Some countries are trying to change the system. In Hungary, Parliament is considering legislation to introduce so-called supporters, who would help mentally ill or disabled adults understand their situation and make their own decisions.
With guardianship, however, “it’s easy to get in, but almost impossible to get out,” said Oliver Lewis, executive director of the Mental Disability Advocacy Center.
Legal appeals to remove guardianship and restore legal capacity can lead to “Kafka-like” situations, Mr. Lewis said, because in many countries in Eastern Europe the procedures require the consent of the guardian. “Often the guardians don’t want the people to appeal, because it is in their financial interest to have the person remain under their guardianship,” Mr. Lewis said.
The director of the Pravda home, Beyti Hussein, testifies to the abandonment and helplessness of the residents.
Mr. Hussein said a typical story was one about identical twin brothers, Kiril and Metodi Mitsev, 46, who have schizophrenia and came to Pravda in 2000. Their brother Julian, appointed their guardian by a court, has never visited. And because his permission is required for the twins to travel, they are not allowed to leave the area except on field trips led by the home.
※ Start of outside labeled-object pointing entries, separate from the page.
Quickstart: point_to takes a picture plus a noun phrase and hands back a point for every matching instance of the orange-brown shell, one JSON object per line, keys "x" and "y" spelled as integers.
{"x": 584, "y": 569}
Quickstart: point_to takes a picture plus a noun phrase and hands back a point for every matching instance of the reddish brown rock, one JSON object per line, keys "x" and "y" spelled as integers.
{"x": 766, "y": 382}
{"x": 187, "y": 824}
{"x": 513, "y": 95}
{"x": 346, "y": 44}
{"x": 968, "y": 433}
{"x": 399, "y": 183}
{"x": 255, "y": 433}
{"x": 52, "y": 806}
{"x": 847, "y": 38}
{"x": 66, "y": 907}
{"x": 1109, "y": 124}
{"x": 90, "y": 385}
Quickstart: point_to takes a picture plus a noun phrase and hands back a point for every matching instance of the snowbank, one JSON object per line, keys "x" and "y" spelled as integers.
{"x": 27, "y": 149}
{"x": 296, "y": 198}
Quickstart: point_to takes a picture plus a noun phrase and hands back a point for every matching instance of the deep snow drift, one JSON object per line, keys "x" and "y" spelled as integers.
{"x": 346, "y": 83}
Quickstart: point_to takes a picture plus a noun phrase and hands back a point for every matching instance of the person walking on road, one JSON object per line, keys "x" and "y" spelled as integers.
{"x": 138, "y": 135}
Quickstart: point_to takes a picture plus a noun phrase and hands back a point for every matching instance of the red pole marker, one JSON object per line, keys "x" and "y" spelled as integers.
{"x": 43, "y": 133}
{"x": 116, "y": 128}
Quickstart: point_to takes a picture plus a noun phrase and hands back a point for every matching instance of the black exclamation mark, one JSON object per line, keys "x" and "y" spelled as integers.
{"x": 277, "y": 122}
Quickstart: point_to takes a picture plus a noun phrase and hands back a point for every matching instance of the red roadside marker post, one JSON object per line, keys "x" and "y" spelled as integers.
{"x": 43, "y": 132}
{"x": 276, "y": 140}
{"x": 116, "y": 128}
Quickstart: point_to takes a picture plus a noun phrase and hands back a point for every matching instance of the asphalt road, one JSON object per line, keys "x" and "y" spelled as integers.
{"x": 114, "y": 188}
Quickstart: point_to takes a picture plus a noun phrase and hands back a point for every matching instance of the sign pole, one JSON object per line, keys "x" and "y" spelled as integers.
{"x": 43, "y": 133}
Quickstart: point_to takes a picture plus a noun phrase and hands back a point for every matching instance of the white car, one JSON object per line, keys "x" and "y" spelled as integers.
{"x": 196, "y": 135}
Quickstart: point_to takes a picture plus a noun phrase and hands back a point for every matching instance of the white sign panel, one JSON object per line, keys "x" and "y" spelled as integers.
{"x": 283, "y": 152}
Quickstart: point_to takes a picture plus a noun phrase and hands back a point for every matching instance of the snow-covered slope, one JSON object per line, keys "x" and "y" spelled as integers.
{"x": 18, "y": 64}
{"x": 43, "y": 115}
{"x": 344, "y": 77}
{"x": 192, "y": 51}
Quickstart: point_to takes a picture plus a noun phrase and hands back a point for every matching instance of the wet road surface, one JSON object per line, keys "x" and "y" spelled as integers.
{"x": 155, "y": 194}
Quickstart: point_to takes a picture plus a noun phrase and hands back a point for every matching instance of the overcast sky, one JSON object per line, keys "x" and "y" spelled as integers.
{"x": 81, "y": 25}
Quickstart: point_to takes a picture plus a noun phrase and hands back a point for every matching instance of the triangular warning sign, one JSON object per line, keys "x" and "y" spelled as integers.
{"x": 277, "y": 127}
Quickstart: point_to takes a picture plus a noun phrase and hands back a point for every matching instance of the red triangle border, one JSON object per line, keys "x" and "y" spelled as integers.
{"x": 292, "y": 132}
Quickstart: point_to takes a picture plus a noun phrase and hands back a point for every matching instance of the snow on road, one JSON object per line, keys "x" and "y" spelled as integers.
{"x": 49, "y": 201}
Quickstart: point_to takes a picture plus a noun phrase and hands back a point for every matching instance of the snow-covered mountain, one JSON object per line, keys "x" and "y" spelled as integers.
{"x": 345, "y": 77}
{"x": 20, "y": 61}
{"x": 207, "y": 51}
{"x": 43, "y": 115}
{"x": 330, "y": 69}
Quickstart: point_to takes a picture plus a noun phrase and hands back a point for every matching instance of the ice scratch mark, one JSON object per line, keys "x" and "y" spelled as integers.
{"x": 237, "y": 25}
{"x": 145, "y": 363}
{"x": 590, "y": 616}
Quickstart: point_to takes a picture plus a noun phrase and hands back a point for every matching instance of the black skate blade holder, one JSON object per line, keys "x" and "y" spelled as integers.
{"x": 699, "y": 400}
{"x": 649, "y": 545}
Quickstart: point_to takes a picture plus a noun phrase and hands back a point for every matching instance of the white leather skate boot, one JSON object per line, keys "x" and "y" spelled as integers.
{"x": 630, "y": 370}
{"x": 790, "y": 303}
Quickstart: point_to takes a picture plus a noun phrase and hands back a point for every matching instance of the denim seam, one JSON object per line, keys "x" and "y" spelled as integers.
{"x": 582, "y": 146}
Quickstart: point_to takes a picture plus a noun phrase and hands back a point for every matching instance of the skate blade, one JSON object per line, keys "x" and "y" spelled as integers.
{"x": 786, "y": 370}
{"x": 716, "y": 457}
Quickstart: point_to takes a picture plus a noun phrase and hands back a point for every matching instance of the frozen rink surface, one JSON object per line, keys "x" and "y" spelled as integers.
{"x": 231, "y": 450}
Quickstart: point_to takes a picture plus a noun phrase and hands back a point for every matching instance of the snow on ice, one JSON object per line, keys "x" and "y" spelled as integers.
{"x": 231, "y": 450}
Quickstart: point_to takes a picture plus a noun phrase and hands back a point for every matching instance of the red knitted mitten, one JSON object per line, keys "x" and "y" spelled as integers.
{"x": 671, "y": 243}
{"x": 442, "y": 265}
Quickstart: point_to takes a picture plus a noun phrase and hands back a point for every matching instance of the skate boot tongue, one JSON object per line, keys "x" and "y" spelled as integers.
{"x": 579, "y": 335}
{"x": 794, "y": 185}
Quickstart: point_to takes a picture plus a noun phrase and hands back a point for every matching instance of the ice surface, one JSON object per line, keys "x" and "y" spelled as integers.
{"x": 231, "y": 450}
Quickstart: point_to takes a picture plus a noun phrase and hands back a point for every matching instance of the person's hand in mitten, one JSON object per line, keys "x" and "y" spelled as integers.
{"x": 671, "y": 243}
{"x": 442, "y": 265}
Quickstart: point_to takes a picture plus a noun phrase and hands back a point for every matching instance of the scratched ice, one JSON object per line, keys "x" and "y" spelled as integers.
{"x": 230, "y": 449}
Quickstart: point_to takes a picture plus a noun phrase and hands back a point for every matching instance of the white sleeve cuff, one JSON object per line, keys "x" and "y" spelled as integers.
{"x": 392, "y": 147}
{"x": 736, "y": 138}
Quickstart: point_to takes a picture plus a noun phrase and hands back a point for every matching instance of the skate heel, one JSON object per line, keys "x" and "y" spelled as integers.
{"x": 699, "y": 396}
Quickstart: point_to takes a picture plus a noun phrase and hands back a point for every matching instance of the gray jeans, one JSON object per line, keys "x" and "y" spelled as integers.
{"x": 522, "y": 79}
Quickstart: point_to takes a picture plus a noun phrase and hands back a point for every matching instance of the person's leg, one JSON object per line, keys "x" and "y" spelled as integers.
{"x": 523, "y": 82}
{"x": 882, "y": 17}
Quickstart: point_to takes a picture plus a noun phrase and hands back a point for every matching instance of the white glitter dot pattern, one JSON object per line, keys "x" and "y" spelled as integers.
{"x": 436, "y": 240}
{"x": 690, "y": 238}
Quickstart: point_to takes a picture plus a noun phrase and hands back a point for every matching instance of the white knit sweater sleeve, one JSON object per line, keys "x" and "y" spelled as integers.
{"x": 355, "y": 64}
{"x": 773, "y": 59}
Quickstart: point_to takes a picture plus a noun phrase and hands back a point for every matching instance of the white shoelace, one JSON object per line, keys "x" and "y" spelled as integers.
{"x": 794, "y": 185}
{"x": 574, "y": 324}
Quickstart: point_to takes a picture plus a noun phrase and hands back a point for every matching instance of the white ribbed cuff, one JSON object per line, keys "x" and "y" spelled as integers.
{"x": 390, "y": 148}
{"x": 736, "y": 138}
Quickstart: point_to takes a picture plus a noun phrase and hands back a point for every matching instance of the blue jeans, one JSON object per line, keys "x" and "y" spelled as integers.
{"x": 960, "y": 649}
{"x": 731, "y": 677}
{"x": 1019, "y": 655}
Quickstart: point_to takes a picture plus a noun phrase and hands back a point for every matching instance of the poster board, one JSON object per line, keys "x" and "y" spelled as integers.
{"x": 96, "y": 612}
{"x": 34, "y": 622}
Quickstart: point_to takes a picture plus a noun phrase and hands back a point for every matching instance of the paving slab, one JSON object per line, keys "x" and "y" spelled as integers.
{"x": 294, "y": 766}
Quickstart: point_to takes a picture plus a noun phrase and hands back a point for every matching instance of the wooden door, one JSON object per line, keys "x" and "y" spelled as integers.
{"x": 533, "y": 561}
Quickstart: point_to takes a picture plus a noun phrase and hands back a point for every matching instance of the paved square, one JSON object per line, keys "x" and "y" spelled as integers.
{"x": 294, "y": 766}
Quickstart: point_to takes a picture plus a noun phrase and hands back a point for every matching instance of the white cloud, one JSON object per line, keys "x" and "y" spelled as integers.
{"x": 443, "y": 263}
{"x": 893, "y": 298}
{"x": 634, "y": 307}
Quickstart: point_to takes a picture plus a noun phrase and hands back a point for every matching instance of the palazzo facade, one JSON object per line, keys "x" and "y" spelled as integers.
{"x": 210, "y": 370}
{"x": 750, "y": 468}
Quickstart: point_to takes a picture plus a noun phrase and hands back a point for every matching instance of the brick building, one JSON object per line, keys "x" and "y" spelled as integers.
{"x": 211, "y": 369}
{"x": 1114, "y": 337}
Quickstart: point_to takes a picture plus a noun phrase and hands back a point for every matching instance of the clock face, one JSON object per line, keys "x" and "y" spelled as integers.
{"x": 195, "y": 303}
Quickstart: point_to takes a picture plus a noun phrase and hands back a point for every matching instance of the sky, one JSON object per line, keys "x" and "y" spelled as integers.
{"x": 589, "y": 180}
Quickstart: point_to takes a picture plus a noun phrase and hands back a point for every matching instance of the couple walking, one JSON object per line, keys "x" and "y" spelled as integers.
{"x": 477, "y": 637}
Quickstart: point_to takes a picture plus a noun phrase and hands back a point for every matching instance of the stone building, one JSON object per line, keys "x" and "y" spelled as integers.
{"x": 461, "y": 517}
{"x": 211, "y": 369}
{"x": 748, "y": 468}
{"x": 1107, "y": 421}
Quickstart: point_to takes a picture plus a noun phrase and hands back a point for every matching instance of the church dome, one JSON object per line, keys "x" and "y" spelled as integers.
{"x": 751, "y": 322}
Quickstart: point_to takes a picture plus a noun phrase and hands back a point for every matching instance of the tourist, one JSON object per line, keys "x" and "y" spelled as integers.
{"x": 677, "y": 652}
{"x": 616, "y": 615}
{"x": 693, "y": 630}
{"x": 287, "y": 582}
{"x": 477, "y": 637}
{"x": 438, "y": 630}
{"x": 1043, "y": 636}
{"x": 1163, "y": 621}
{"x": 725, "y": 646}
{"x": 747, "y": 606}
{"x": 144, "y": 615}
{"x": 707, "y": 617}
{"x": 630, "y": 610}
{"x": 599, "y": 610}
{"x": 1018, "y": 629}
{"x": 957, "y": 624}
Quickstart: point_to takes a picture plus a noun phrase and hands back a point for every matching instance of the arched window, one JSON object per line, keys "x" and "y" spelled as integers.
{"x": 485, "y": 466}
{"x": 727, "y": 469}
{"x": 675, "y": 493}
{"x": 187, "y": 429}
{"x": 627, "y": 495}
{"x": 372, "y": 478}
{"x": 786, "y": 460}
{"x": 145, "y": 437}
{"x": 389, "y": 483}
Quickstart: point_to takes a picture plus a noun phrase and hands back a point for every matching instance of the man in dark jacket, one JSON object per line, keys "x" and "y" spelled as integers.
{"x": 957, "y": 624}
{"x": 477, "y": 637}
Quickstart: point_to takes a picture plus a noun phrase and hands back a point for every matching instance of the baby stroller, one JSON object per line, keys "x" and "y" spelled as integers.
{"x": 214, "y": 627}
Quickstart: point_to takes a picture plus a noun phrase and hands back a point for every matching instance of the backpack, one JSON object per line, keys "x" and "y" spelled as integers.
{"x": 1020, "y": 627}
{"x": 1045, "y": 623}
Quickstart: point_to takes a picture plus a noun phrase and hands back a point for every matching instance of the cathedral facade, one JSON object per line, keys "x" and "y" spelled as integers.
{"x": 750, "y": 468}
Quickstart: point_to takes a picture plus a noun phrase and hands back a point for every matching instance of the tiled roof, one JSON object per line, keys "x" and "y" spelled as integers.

According to documents kept by the home, the brothers own shares in two buildings and land in Kyustendil, southwest of Sofia, as well as an apartment in Sofia. Yet their only income is about $30 per year from their elderly father’s pension.
“I can’t say why he doesn’t come,” Metodi Mitsev said of Julian. The twins do not even have his phone number.
“These people are resigned to their fate,” said Stoyanka Dimitrova, a social worker at the home. “There is no one to protect them and no one to show them how to claim what is rightfully theirs.”
Metodi Mitsev does the talking for the brothers. His gregariousness balances Kiril’s introversion. “If we were closer to Sofia it would be easier to visit our father, and we could find a lawyer,” Metodi Mitsev said. Their father is too old to make the long trip to Pravda, he said. Changing homes would require the consent of their guardian.
“A lot of years have gone by,” he said, staring off into the plains surrounding the home. “We are far away from the city and miss civilization. We have no girlfriends here. I miss taking getaways.”